On a costs basis, then, the Kobo Arc appears at least competitive. It is a step down from the Nexus 7 in processor terms, sporting only a dual-core processor to the Nexus 7's quad-core processor, but in benchmark results the difference isn't that great. I scored 1407 on Geekbench 2 with the Nexus 7, but the Arc was only minimally behind on 1381. Benchmarks aren't everything, though, and the fact that the Arc is still running Ice Cream Sandwich to the Nexus 7's Jelly Bean is noticeable; while the Arc isn't a sluggish machine full-time, there were transition points that notably stuttered on the Arc while the Nexus flowed by smoothly.
The Arc has Kobo's cross-hatch pattern on the back, and that's a plus, because it gives it a modicum of grip. It's the same pattern other Kobo e-Readers use, but they've got an advantage over the Arc; they're pretty light. The Arc weighs in at 364 grams, which doesn't sound like much over the Nexus 7's 340g or the iPad Mini's 308g -- but it's enough to be noticeable, and, tied in with the squared off sides of the Arc, give it the impression in the hand of being rather bulky and heavy. You won't lose an arm or anything, but lighter alternatives are available.
The Arc is still an Android tablet, but Kobo has made some modifications to the core Ice Cream Sandwich experience. The key Arc modification is "Tapestries"; they're half a way of pinning content you love to the home screen, and half a way to use that information to deliver you other services -- mostly books, naturally -- that may interest you. It took a while for the Arc to pick up on my tastes in this regard. For a while it felt that I must read 50 Shades Of Grey, then switched that to an Archie comic -- possibly the most bizarre segue in the history of the human race -- before settling down to some content that was at least passably interesting.
The only annoying factor here is that it tells you what it's worked out via a large bar at the base of the screen, and there's no way to switch it off or alter it.
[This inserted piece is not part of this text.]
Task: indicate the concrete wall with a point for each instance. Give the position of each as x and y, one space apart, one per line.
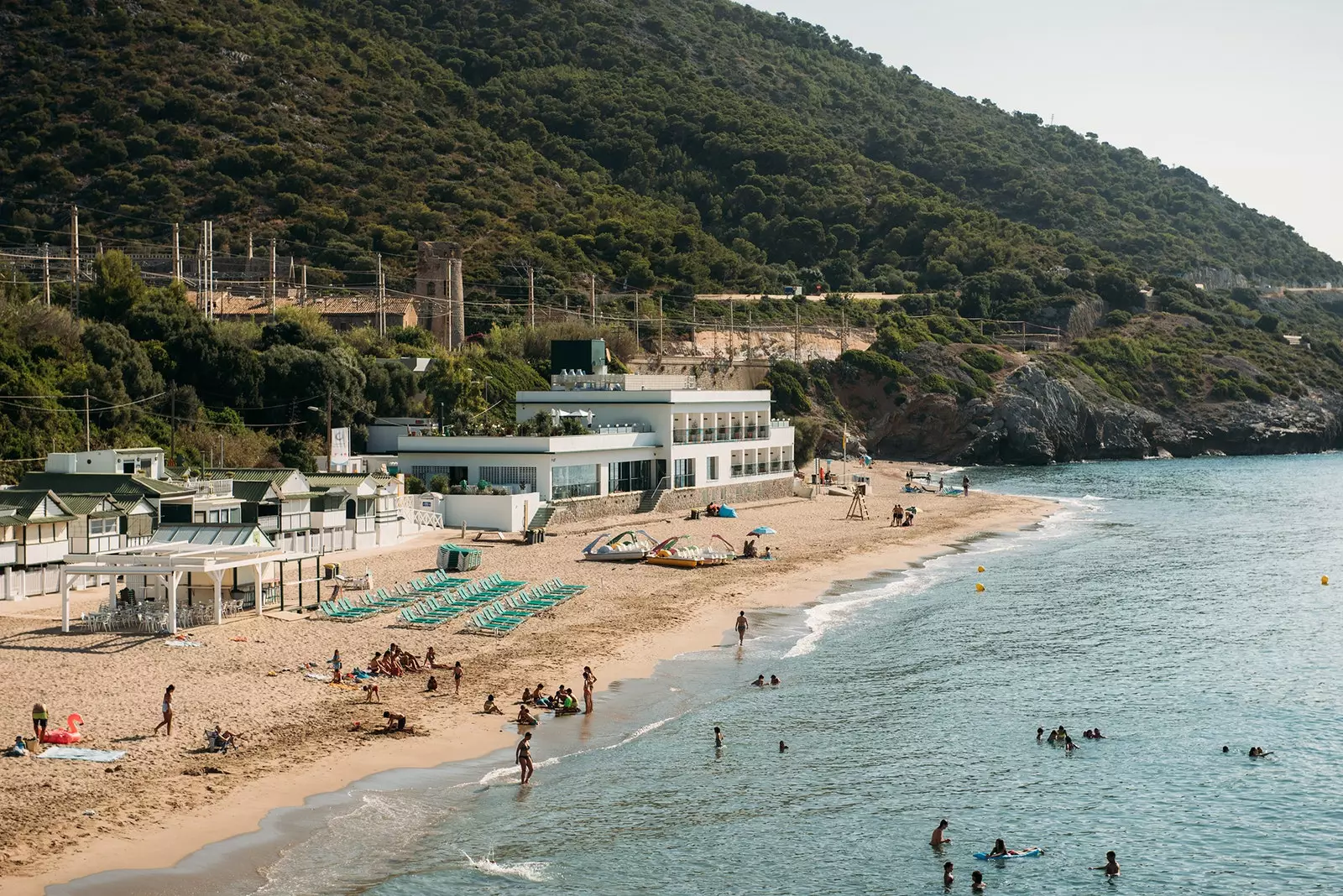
494 513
If your tastes are esoteric and you don't want people to know about them every time you turn on your e-reader, this could be a big problem.
The Arc is a fair tablet, but there's little denying that it's outclassed by the Nexus 7 in most respects, and if you're after an Android experience, that's the tablet I'd buy. But what about at the ereader end? It's a pleasant ereader to use for the most part, and the fact that it's Android means that you can easily slip other suites on there, so you can have a Kobo Arc Kindle hybrid machine -- but then the same is true of the Nexus 7. There's some interesting design ideas in the Kobo Arc, but you could do much the same with a cheaper e-ink reader -- including Kobo's own excellent Glo or Mini.